# Gordie Johnson gear



## ezcomes (Jul 28, 2008)

looks like he's going to be posting so gear story videos...should be interesting
Starts with his Alex Lifeson model double neck...did not really think about the fact that the scratches on his guitar, were from Gordie using it...kind of a cool thing


----------



## nnieman (Jun 19, 2013)

I enjoyed that thanks.
Is he posting those to a webpage or Instagram?

Nathan


----------



## bolero (Oct 11, 2006)

hey that was great thx!!

big fan of GJ

*edit* Nathan it looks like he's using his youtube channel


----------



## nnieman (Jun 19, 2013)

bolero said:


> hey that was great thx!!
> 
> big fan of GJ
> 
> *edit* Nathan it looks like he's using his youtube channel


Thanks!


----------



## DaddyDog (Apr 21, 2017)

Very cool. Big Sugar = loudest guitar I’ve ever heard. Glad I took ear plugs.


----------



## ezcomes (Jul 28, 2008)

episode two now posted... Gibson RD...a Standard and an RD Artist...i honestly didn't know they came with funky electronics
this episode he also drops Joel Plaskett as the guy who got him into these guitars...


----------



## Guncho (Jun 16, 2015)

Cool! I used to live on the same street as GJ near Bloor and College. One day he put an old black leather couch out on the curb. My roomates and I grabbed it and took it home. It had some guitar picks in it.
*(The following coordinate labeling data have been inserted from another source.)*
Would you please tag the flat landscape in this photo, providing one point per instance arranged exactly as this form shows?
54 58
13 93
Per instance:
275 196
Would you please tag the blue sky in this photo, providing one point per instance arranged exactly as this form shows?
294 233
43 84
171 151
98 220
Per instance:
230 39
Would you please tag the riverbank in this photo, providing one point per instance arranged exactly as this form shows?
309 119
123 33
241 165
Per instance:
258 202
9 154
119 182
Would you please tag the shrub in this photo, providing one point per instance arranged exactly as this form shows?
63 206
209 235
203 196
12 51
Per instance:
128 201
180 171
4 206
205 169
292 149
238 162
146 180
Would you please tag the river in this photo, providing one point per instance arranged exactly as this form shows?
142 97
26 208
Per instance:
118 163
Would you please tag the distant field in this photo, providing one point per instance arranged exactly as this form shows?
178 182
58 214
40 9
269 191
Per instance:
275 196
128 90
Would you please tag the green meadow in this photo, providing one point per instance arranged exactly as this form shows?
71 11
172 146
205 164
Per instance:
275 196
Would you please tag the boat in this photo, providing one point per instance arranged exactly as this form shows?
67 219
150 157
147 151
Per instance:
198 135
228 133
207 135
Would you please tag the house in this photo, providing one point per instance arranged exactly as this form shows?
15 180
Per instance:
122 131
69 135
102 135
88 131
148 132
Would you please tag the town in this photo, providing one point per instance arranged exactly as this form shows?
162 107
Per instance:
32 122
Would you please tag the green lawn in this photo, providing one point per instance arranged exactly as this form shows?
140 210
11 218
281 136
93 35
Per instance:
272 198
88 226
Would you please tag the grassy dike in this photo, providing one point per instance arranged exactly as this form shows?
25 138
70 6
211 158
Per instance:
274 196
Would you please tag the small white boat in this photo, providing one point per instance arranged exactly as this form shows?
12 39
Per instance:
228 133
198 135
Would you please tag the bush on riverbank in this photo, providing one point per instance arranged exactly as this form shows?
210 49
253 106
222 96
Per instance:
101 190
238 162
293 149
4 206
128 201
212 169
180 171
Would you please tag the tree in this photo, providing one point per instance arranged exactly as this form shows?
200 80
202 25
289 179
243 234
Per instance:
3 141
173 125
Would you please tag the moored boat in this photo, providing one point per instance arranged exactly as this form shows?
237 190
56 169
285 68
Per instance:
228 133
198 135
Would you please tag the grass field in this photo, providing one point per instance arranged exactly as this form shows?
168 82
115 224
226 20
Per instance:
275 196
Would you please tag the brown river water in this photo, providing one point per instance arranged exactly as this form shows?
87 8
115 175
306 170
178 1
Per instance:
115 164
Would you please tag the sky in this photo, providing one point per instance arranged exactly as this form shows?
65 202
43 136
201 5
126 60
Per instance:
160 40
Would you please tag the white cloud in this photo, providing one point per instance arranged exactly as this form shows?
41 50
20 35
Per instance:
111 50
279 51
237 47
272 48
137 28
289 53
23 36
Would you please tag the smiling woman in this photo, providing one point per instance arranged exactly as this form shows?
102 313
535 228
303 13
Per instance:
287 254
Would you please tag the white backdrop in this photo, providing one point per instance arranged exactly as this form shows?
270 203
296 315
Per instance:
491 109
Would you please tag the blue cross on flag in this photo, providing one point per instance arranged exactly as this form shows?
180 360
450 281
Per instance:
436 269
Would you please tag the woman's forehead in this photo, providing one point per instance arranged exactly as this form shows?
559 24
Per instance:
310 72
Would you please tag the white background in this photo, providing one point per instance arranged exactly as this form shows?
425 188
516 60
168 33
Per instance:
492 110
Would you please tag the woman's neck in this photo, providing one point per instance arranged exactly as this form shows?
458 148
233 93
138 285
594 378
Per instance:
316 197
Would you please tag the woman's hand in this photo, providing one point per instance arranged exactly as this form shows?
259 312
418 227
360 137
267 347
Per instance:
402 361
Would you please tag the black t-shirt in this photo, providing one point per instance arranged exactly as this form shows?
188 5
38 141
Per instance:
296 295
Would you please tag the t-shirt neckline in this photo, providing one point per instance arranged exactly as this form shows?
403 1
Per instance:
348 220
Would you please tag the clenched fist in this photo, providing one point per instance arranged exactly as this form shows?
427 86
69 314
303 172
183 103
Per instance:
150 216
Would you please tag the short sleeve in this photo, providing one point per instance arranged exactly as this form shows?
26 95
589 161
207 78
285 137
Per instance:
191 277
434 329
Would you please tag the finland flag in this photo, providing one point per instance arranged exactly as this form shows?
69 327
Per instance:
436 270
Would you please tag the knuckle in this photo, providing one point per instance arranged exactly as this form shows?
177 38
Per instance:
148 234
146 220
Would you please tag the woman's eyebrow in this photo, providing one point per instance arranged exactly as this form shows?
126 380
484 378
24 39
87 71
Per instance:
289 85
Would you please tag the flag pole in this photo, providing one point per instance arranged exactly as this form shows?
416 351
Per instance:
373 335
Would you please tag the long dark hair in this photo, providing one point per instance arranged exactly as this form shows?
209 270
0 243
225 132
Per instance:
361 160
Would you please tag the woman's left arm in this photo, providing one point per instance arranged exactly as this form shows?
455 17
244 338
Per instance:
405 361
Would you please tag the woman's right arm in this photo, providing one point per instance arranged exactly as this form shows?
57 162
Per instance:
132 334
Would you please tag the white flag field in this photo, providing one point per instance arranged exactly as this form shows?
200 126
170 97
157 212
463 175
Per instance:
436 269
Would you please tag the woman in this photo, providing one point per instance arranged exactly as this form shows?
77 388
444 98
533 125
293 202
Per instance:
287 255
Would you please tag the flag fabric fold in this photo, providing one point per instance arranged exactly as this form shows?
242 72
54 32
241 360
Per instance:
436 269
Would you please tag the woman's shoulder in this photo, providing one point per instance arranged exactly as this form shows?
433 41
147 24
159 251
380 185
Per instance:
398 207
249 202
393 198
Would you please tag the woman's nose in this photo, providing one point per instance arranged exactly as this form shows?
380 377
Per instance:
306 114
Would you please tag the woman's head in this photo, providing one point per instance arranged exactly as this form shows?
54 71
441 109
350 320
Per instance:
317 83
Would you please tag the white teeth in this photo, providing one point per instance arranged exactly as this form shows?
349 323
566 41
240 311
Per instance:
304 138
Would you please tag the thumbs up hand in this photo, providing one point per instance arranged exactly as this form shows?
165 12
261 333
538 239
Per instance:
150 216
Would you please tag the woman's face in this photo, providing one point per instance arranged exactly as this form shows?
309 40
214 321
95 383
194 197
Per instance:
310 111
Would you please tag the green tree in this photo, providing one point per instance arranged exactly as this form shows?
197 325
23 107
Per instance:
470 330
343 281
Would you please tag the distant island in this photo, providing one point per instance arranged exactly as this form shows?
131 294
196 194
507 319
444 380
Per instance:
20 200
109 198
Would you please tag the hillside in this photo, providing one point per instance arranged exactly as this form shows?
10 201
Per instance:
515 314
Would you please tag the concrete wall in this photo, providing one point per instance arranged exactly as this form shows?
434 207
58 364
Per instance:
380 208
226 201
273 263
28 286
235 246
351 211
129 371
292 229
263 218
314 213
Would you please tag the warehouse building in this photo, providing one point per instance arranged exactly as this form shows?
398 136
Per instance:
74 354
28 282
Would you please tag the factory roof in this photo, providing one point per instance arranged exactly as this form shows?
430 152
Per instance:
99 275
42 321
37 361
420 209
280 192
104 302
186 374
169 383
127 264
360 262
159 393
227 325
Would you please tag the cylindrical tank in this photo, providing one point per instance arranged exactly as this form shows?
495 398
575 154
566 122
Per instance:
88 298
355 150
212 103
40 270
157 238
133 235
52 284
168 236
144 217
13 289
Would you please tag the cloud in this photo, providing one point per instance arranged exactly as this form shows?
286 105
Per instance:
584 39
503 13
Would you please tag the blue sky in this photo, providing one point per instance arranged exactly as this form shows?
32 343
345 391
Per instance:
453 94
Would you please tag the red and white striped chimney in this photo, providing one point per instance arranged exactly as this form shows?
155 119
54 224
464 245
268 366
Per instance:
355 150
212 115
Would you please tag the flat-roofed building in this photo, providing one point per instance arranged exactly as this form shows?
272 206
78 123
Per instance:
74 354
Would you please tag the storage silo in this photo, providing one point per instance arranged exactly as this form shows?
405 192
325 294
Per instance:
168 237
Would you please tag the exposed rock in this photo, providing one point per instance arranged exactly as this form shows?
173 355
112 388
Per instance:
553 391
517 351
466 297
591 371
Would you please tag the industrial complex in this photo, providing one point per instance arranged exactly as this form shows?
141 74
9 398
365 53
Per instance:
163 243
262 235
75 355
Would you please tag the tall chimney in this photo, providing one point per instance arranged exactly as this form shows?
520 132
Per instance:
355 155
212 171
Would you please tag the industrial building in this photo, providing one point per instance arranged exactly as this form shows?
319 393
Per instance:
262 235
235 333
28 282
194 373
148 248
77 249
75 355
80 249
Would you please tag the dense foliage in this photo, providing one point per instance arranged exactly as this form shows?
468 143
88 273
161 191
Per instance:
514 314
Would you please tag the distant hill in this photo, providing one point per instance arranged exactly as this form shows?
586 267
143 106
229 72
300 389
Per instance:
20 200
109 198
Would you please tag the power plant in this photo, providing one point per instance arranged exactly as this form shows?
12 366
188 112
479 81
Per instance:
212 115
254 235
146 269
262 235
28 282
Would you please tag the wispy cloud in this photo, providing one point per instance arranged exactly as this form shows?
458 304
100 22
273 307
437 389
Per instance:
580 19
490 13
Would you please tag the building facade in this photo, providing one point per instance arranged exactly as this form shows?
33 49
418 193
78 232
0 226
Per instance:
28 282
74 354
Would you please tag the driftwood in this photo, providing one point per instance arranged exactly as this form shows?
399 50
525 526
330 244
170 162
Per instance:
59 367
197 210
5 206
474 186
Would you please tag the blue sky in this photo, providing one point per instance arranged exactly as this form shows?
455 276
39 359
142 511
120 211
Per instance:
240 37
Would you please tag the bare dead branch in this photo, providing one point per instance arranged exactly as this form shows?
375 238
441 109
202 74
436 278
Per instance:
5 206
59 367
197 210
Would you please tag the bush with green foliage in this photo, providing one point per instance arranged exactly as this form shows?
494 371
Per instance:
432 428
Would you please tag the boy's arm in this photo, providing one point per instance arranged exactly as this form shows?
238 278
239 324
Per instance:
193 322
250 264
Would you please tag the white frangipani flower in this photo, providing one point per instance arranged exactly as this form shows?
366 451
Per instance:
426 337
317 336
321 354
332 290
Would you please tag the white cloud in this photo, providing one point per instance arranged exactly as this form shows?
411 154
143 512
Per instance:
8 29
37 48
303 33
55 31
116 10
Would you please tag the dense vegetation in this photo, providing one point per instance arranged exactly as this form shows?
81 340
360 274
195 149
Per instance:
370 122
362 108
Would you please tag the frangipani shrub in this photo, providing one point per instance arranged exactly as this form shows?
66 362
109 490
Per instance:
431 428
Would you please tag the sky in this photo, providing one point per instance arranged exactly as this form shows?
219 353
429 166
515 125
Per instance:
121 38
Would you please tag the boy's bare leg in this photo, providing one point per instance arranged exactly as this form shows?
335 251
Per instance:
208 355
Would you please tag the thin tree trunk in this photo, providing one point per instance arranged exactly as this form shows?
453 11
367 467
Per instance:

Big Sugar is the only show I have ever left because it was too loud. The rumour I heard was that GJ will not allow any guitars in his monitors so they have to be LOUD so he can hear them.


----------



## ezcomes (Jul 28, 2008)

Episode 3...his signature SG...
I like that he is sel depreciating when he reflects on Hugo Boss...i also now understand how he got the sound of a couple songs


----------



## vadsy (Dec 2, 2010)

I wish he would mention the amp(s)/pedals he is using on some of these guitar clips. I know he shows some things but still, quick chat on that would be cool.


----------



## nnieman (Jun 19, 2013)

I remember seeing Grady live at a tiny club in peterborough....they were ducking loud and awesome.
I think he used the only used black sg prototype and the white double neck (I had idea that was lifesons guitar) on stage....but there was like 8 gibsons on stage with him.

Nathan


----------



## bolero (Oct 11, 2006)

yeah my only beef with Big Sugar is they would crank the PA up so loud, it would often distort & sound like crap

killer tones though

wonder when he will cover the Herzog?


----------



## ezcomes (Jul 28, 2008)

bolero said:


> wonder when he will cover the Herzog?


wonder no further...i always thought Gilles was pronounced in a 'french' way, not how he was pronouncing it...
very cool!






it pains me a little seeing the finger picks on these guitars..


----------



## zdogma (Mar 21, 2006)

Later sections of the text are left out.